When examining an ancient document to check for reliability of transmission and accuracy of copying, it is extremely helpful to have a lot of copies. The more copies there are of the ancient manuscript the better. Multiplicity of manuscripts places us in a better position to check for accuracy and identify changes if there were any within the manuscript transmission and copying process.
The New Testament is extremely well attested and it fulfills the ideal demand for multiplicity of manuscripts whole or in part. Of the Greek manuscripts alone we have well over 5,800 manuscripts. We have over 10,000 copies in Latin, and between 5,000-10,000 copies in other languages. This places us in a very good place to start as the New Testament is examined for reliability.
Suppose however, that we did not have the New Testament. The amazing thing is that we have over a million quotations from the New Testament from the Early Church Fathers alone such that practically the entirety of the New Testament could be reconstructed from their quotes save a very small amount of omissions. That is quite incredible and really places the New Testament in a league of its own when compared to anything else we have from antiquity.
Such plenteous copies help us to be able to trace any intentional or accidental corruption of the text by comparing the vast copies with other copies from differing regions.
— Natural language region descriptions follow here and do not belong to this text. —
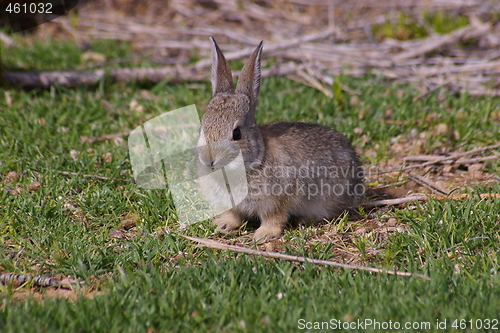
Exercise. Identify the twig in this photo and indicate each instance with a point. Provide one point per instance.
(40, 281)
(209, 243)
(393, 202)
(104, 137)
(423, 197)
(95, 176)
(429, 44)
(452, 157)
(429, 184)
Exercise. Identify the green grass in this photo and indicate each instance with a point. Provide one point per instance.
(157, 280)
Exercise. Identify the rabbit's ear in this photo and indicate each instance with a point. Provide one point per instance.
(222, 79)
(249, 80)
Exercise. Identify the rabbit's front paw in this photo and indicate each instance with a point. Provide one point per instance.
(227, 222)
(267, 233)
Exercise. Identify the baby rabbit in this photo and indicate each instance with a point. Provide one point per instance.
(293, 170)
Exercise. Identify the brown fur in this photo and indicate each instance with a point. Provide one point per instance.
(273, 156)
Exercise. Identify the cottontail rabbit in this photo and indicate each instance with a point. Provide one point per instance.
(293, 170)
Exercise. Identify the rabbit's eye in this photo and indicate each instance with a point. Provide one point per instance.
(236, 134)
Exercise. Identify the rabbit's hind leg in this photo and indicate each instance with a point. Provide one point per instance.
(271, 226)
(227, 222)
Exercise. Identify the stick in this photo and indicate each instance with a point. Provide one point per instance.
(429, 184)
(393, 202)
(40, 281)
(475, 29)
(209, 243)
(95, 176)
(447, 158)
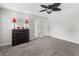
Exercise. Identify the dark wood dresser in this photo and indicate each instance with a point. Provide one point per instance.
(20, 36)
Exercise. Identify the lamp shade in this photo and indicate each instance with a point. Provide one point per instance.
(14, 20)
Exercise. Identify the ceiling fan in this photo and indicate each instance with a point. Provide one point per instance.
(50, 8)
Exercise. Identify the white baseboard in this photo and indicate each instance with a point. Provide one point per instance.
(65, 39)
(4, 44)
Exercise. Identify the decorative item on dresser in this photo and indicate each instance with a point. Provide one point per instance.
(20, 36)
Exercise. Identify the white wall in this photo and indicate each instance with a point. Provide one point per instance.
(65, 24)
(6, 24)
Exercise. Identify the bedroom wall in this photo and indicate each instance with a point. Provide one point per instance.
(6, 24)
(65, 24)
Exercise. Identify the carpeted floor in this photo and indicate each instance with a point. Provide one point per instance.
(46, 46)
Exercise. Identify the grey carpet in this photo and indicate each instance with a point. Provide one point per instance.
(45, 46)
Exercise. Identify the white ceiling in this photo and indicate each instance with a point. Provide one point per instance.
(35, 7)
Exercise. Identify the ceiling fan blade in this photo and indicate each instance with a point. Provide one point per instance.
(56, 9)
(43, 10)
(44, 6)
(55, 5)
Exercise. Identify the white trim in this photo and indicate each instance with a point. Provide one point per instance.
(65, 39)
(4, 44)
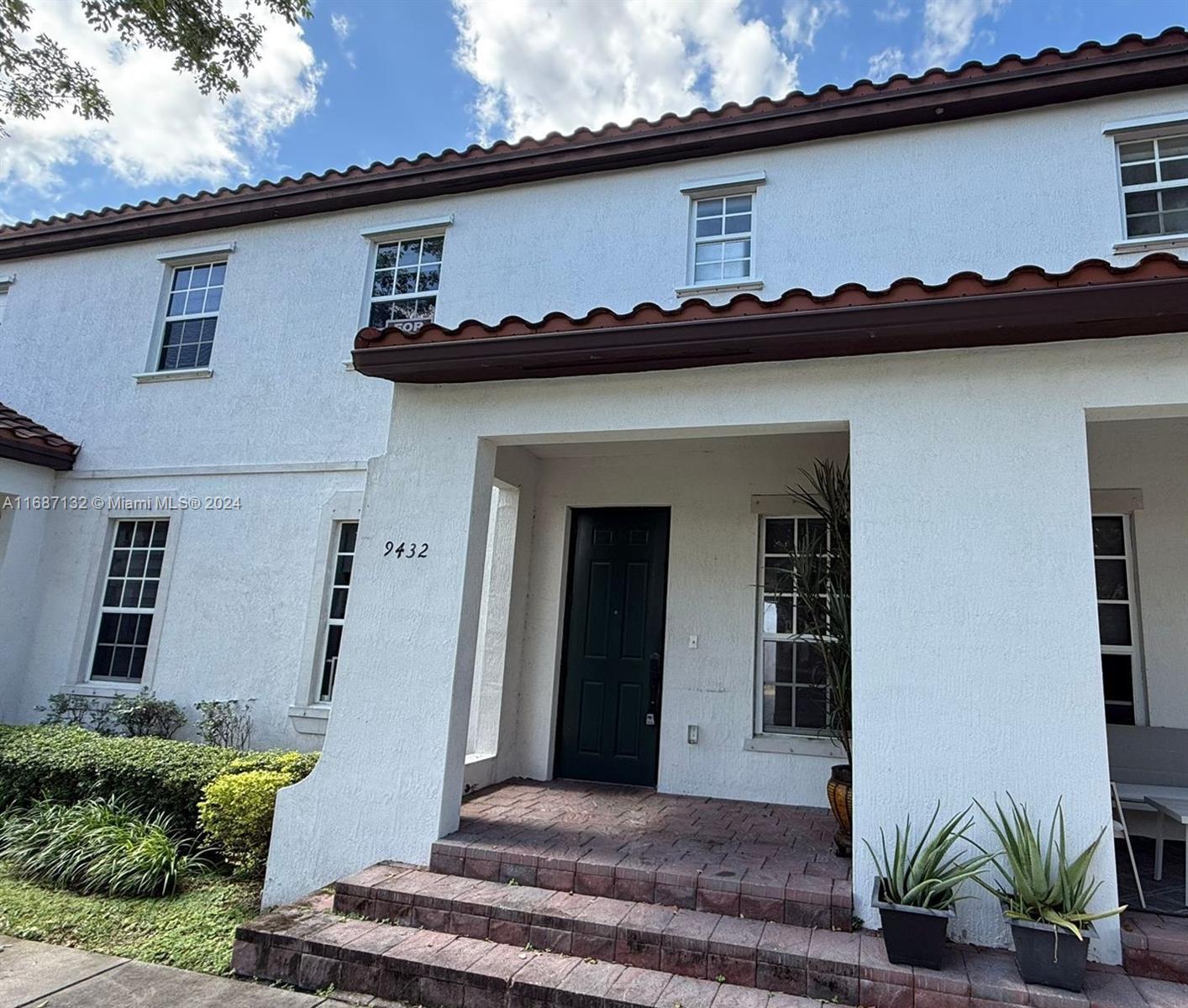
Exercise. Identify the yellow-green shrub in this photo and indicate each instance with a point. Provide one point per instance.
(235, 812)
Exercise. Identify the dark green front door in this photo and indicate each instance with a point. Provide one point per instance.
(614, 646)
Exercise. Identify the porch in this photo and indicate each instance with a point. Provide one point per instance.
(760, 861)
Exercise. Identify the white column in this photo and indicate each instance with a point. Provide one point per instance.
(977, 668)
(390, 778)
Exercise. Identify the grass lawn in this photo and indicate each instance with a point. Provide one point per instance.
(192, 931)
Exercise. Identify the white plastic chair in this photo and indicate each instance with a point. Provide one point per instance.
(1122, 832)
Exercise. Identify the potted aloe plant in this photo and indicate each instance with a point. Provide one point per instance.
(821, 580)
(917, 887)
(1044, 895)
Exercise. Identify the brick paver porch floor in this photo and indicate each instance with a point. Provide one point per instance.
(760, 860)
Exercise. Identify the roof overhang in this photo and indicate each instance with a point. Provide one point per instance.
(1013, 83)
(1091, 302)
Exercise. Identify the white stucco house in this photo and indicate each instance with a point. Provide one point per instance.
(433, 385)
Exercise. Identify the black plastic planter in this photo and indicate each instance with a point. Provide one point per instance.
(1050, 955)
(912, 936)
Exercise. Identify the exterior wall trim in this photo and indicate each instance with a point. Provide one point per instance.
(1012, 85)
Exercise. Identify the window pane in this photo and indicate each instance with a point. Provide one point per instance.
(1142, 202)
(410, 253)
(1137, 175)
(739, 224)
(1174, 146)
(777, 614)
(778, 536)
(381, 286)
(1143, 150)
(1138, 227)
(1111, 579)
(1107, 537)
(777, 660)
(1170, 171)
(429, 278)
(1176, 223)
(1113, 622)
(809, 708)
(809, 664)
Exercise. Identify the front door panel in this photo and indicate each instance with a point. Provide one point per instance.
(614, 643)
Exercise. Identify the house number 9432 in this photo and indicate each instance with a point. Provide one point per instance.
(413, 551)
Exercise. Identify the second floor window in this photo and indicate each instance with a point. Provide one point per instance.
(722, 239)
(1155, 186)
(404, 286)
(336, 606)
(192, 315)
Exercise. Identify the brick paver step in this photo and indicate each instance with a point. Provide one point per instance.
(313, 949)
(760, 861)
(705, 945)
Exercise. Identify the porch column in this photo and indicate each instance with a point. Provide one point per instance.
(390, 778)
(977, 668)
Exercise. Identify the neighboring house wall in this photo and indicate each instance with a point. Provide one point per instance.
(23, 528)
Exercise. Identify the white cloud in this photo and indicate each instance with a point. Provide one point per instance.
(949, 28)
(162, 129)
(342, 26)
(892, 12)
(886, 63)
(803, 19)
(557, 65)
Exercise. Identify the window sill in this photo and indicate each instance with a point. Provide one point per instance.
(177, 374)
(720, 287)
(310, 720)
(1150, 244)
(105, 691)
(795, 744)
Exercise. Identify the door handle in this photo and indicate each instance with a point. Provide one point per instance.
(654, 691)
Indeed, this point is key since contrary to popular opinion, there was never a time where a single man or group had control over the New Testament such that they could add or take away various doctrines and impose those changes upon the church at large.
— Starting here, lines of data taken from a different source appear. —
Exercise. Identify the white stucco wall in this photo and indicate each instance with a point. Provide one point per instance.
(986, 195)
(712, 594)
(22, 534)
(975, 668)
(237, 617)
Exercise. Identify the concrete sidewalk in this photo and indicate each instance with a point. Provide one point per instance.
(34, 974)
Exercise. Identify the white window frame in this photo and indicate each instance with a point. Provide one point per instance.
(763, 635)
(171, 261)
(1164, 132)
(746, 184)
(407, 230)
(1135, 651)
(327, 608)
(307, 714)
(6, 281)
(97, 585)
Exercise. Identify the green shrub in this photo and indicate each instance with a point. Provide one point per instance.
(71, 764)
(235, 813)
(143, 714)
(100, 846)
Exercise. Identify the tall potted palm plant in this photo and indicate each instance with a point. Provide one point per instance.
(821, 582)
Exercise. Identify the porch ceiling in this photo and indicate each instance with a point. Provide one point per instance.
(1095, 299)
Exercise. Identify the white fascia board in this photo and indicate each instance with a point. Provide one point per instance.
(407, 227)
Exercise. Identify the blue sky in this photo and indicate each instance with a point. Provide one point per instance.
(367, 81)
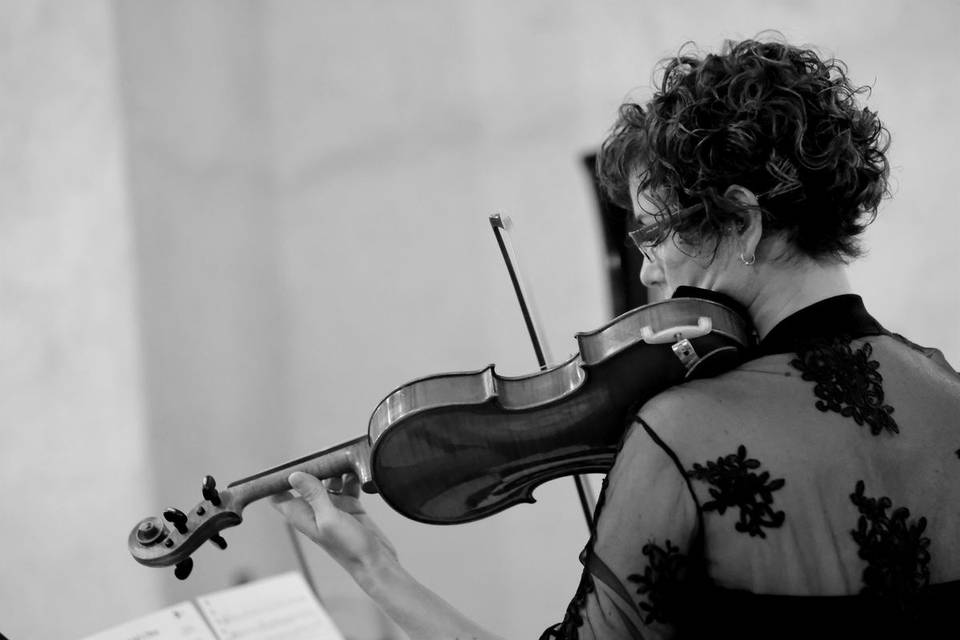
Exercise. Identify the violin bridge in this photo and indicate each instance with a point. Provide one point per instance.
(685, 352)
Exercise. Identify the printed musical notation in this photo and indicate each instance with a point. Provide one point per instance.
(277, 608)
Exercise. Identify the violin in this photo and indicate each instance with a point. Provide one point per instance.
(457, 447)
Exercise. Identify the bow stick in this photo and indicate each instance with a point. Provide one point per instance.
(501, 229)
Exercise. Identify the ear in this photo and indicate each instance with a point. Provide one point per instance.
(750, 228)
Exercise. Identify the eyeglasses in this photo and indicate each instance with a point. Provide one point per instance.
(649, 236)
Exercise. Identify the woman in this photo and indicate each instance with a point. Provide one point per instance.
(812, 490)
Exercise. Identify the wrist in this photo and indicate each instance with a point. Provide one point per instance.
(381, 576)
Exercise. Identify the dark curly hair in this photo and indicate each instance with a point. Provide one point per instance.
(768, 116)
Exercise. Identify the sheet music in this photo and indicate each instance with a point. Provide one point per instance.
(278, 608)
(179, 622)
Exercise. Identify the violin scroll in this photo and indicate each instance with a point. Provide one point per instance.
(160, 542)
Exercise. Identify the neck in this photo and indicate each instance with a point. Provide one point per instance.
(785, 289)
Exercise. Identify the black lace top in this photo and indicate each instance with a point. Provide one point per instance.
(812, 492)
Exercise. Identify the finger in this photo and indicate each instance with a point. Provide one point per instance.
(278, 498)
(312, 492)
(297, 512)
(351, 485)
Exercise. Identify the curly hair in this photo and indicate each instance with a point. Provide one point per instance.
(767, 116)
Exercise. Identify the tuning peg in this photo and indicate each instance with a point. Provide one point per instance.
(210, 490)
(183, 568)
(177, 518)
During the first few centuries of Christianity, the Christians were a persecuted minority, hardly in a position to engage in such textual control and manipulation. The copying and transmitting of the New Testament documents enjoyed what some have called, multi-focality. That is to say that the copying and transmission of the New Testament was not a centralized process but rather occurred over a wide geographical plane where complete control was almost impossible. If changes were made, they for the most part could be identified via the discipline known as textual criticism.
Of course, entire books have explored the question of the reliability of the New Testament, and indeed, the mention of the fact that the New Testament is the best attested writings of all antiquity does not necessarily prove that its contents are true; but it is a good place to start when beginning to explore whether the New Testament is reliable. I for one feel very comfortable with the wealth of evidence in favor of the reliability of the New Testament, some of which we have only scratched the surface.